Arthur Kouassi

Personal information
- Full name: Koffi Desmos Arthur Kouassi N'nan
- Date of birth: 17 November 1989 (age 35)
- Place of birth: Bondoukou, Ivory Coast
- Position(s): Forward

Senior career*
- Years: Team / Apps / (Gls)
- 2012: Shenzhen Ruby / 67 / (30)
- 2013: Citizen AA / 43 / (41)
- 2013–2016: Global FC / 199 / (107)
- 2014–2016: Manila Jeepney / 44 / (10)
- 2017: Chin United / 13 / (6)
- 2017–2018: Ilocos United / 20 / (11)
- 2018: Ulaanbaatar City / 18 / (12)
- 2018: Gokulam Kerala / 2 / (0)
- 2019: Mohammedan / 9 / (10)
- 2020: Bhawanipore / 3 / (0)
- 2021–2023: Delhi FC

= Arthur Kouassi =

Ivorian footballer (born 1989)

Arthur Kouassi (born 17 November 1989 in Bondoukou, Ivory Coast) is an Ivorian professional footballer who plays as a striker. He last played for I-League 2 side Delhi.
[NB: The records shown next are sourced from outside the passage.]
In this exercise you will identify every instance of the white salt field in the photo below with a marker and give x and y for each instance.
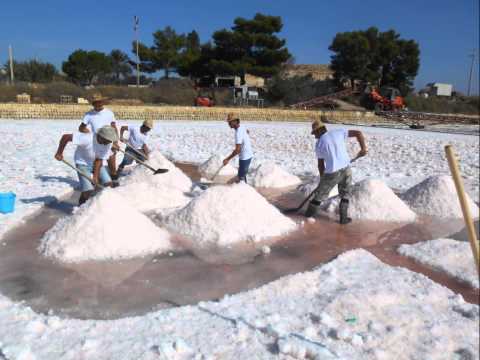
(200, 271)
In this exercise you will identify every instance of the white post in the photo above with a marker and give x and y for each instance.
(10, 54)
(136, 21)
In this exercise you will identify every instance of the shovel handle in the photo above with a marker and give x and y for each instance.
(137, 160)
(81, 173)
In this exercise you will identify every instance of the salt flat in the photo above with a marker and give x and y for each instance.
(354, 307)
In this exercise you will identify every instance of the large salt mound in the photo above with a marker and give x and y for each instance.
(146, 196)
(104, 228)
(448, 255)
(211, 166)
(270, 175)
(174, 178)
(224, 215)
(437, 196)
(373, 200)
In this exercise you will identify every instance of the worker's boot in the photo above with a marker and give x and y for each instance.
(344, 219)
(312, 210)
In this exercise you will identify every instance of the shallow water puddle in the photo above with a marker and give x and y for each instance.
(105, 290)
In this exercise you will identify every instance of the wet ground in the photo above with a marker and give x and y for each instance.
(105, 290)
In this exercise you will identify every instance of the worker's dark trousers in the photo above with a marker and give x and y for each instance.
(342, 178)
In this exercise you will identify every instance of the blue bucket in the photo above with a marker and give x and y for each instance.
(7, 202)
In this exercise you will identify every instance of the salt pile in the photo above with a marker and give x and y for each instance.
(451, 256)
(104, 228)
(224, 215)
(437, 196)
(373, 200)
(173, 178)
(146, 196)
(210, 167)
(270, 175)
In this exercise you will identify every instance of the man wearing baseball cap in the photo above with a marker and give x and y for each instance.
(136, 144)
(334, 165)
(102, 147)
(243, 148)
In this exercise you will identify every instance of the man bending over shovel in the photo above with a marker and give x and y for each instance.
(84, 157)
(334, 166)
(136, 144)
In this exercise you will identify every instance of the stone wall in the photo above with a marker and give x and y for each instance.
(74, 111)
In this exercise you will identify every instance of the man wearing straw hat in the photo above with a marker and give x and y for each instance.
(243, 148)
(136, 144)
(84, 157)
(334, 165)
(95, 119)
(102, 147)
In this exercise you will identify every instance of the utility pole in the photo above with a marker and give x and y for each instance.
(472, 55)
(10, 55)
(135, 28)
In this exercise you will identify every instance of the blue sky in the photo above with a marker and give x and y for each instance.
(447, 30)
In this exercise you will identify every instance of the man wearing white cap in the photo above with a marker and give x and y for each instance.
(84, 157)
(136, 144)
(243, 148)
(334, 166)
(97, 118)
(102, 147)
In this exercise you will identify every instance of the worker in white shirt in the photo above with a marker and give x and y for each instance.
(243, 148)
(97, 118)
(102, 147)
(84, 157)
(136, 143)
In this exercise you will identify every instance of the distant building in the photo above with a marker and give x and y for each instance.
(437, 89)
(318, 72)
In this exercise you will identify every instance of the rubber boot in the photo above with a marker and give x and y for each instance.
(344, 219)
(312, 209)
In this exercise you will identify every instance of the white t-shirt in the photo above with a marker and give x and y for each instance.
(242, 138)
(332, 147)
(102, 152)
(135, 138)
(84, 154)
(98, 119)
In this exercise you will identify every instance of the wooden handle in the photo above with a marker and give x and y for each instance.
(472, 236)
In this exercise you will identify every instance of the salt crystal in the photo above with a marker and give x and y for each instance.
(106, 227)
(437, 196)
(372, 199)
(270, 175)
(210, 167)
(224, 215)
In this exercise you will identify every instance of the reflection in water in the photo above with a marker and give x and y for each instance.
(107, 289)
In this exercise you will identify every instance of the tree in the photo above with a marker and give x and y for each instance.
(121, 68)
(33, 71)
(86, 67)
(381, 58)
(165, 54)
(251, 46)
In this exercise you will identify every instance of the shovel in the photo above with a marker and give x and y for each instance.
(299, 207)
(155, 171)
(85, 175)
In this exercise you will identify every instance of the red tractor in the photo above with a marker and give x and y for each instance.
(385, 99)
(205, 97)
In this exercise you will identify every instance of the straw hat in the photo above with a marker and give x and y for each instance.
(231, 117)
(108, 133)
(317, 124)
(148, 123)
(97, 97)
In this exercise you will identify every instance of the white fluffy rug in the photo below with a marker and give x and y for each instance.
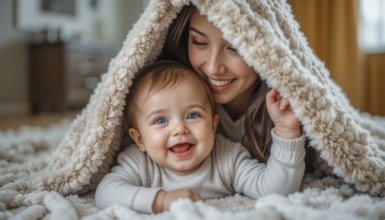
(326, 198)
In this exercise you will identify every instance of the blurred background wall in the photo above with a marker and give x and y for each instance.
(91, 29)
(77, 42)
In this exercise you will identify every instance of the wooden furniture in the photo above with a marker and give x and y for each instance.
(63, 76)
(376, 83)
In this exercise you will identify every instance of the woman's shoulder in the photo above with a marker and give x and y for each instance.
(226, 147)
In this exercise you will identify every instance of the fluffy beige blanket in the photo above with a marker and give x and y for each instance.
(51, 173)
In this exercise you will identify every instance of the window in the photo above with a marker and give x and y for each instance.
(372, 25)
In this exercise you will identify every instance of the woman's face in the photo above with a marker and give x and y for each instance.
(229, 77)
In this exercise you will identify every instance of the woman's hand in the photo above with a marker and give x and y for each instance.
(286, 123)
(164, 199)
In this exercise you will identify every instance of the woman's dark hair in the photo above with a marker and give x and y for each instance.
(258, 123)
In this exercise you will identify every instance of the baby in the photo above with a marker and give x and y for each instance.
(172, 119)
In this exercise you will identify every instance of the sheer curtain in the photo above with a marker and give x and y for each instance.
(331, 29)
(372, 25)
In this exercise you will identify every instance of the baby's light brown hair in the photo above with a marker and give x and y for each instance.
(158, 76)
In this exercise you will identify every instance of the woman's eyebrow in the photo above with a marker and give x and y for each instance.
(198, 31)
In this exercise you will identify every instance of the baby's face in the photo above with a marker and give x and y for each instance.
(176, 127)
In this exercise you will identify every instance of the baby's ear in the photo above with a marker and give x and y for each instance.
(135, 135)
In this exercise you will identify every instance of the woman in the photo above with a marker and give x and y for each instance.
(196, 42)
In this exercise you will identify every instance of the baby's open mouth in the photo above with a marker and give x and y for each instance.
(182, 150)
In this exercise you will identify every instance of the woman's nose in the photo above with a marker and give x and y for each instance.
(214, 64)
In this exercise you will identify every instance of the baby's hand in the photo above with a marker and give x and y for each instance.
(164, 199)
(286, 123)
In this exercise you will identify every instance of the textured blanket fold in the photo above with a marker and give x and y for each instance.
(267, 36)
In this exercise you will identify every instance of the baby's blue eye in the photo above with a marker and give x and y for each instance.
(193, 116)
(160, 121)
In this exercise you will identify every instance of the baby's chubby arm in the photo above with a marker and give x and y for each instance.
(286, 123)
(164, 199)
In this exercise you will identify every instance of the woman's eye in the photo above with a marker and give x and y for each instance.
(193, 116)
(160, 121)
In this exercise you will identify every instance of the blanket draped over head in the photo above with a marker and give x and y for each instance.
(266, 35)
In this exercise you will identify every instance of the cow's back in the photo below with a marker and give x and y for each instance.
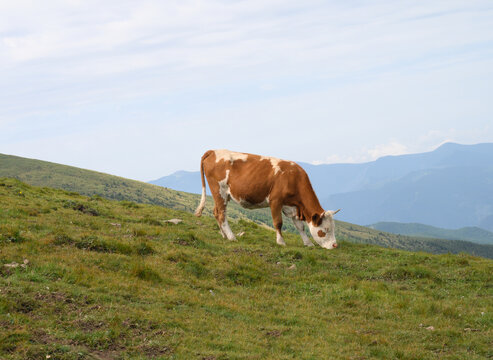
(250, 178)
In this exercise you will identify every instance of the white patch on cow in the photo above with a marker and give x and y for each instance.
(279, 238)
(291, 212)
(224, 188)
(230, 156)
(249, 205)
(274, 162)
(328, 240)
(226, 230)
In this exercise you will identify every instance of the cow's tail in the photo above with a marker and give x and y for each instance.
(201, 206)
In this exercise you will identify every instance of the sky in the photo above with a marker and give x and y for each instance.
(141, 89)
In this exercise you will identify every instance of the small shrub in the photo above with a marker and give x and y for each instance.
(11, 235)
(194, 268)
(146, 273)
(94, 243)
(144, 248)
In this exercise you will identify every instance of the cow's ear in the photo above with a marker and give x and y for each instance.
(316, 219)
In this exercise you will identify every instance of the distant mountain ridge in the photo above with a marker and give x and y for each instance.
(450, 187)
(92, 183)
(473, 234)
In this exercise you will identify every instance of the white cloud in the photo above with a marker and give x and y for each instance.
(347, 81)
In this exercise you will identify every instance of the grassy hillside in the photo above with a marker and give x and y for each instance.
(88, 278)
(86, 182)
(474, 234)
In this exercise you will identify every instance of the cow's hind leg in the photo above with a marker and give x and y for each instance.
(220, 214)
(277, 221)
(301, 229)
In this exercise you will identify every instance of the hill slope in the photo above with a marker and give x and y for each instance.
(473, 234)
(92, 278)
(87, 182)
(94, 183)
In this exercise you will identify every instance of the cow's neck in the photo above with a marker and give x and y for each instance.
(309, 205)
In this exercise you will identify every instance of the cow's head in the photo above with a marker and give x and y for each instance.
(322, 229)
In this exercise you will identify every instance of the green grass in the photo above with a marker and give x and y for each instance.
(92, 183)
(118, 282)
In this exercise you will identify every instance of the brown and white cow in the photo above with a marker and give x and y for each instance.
(255, 181)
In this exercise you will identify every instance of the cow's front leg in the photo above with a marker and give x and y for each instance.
(222, 221)
(277, 221)
(301, 229)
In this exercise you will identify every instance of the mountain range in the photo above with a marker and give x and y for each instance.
(450, 187)
(76, 181)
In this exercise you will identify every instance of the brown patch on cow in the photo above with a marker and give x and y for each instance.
(251, 181)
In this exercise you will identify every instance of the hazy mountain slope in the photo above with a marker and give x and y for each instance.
(405, 188)
(90, 278)
(473, 234)
(328, 179)
(447, 198)
(93, 183)
(88, 182)
(188, 181)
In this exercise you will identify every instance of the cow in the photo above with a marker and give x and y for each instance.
(255, 181)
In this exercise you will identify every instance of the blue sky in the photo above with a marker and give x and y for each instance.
(142, 89)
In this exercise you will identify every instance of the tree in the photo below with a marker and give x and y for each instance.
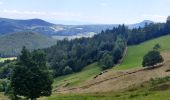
(156, 47)
(31, 78)
(67, 70)
(152, 58)
(106, 61)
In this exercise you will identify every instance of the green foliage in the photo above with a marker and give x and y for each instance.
(67, 70)
(31, 77)
(11, 44)
(156, 47)
(156, 81)
(75, 79)
(152, 58)
(135, 54)
(106, 61)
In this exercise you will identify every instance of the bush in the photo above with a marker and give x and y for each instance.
(106, 61)
(152, 58)
(67, 70)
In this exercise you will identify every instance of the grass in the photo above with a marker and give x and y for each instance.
(135, 53)
(9, 58)
(142, 92)
(3, 97)
(133, 59)
(77, 78)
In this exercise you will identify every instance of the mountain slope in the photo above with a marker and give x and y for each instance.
(11, 44)
(50, 29)
(66, 82)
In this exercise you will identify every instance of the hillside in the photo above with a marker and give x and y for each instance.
(50, 29)
(11, 44)
(114, 79)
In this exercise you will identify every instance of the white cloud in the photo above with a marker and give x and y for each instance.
(65, 16)
(103, 4)
(154, 17)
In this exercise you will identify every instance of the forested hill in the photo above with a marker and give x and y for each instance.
(105, 48)
(12, 44)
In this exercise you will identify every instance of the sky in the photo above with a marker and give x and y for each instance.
(87, 11)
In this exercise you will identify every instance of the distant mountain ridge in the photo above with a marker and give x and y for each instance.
(11, 44)
(50, 29)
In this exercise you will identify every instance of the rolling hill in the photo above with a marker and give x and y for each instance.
(50, 29)
(137, 82)
(11, 44)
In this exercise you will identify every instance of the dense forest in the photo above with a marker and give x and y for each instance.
(106, 48)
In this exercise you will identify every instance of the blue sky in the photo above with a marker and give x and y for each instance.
(87, 11)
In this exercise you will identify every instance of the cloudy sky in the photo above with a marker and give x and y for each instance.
(87, 11)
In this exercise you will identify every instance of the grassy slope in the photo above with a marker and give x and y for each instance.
(77, 78)
(12, 43)
(135, 53)
(10, 58)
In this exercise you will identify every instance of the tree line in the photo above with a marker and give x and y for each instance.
(105, 48)
(72, 56)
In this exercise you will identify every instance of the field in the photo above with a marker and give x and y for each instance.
(151, 90)
(77, 78)
(10, 58)
(132, 60)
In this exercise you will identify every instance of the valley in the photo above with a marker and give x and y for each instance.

In 2019, Kouassi came into limelight when he scored five goals in a single match at the Durand Cup with Mohammedan Sporting in Kolkata.

==Career==
===Club===
In 2012, Kouassi signed for Shenzhen Ruby, before moving to Citizen AA for the 2013 season. After leaving Hong-Kong, Kouassi spent three season in the Philippines with Manila Jeepney and Global FC. During Kouassi's time with Global FC, they reached the 2016 UFL Cup final, where they lost 3–1 to Ceres. After leaving Global FC, Kouassi scored six goals in thirteen games for Chin United in the Myanmar National League during the first half of 2017. In the second half of 2017, Kouassi joined Ilocos United, scoring eleven goals in twenty games before leaving in early 2018. On 4 April 2018, Ulaanbaatar City FC announced the signing of Kouassi.

===International===
Kouassi has represented Ivory Coast at youth level on five occasions.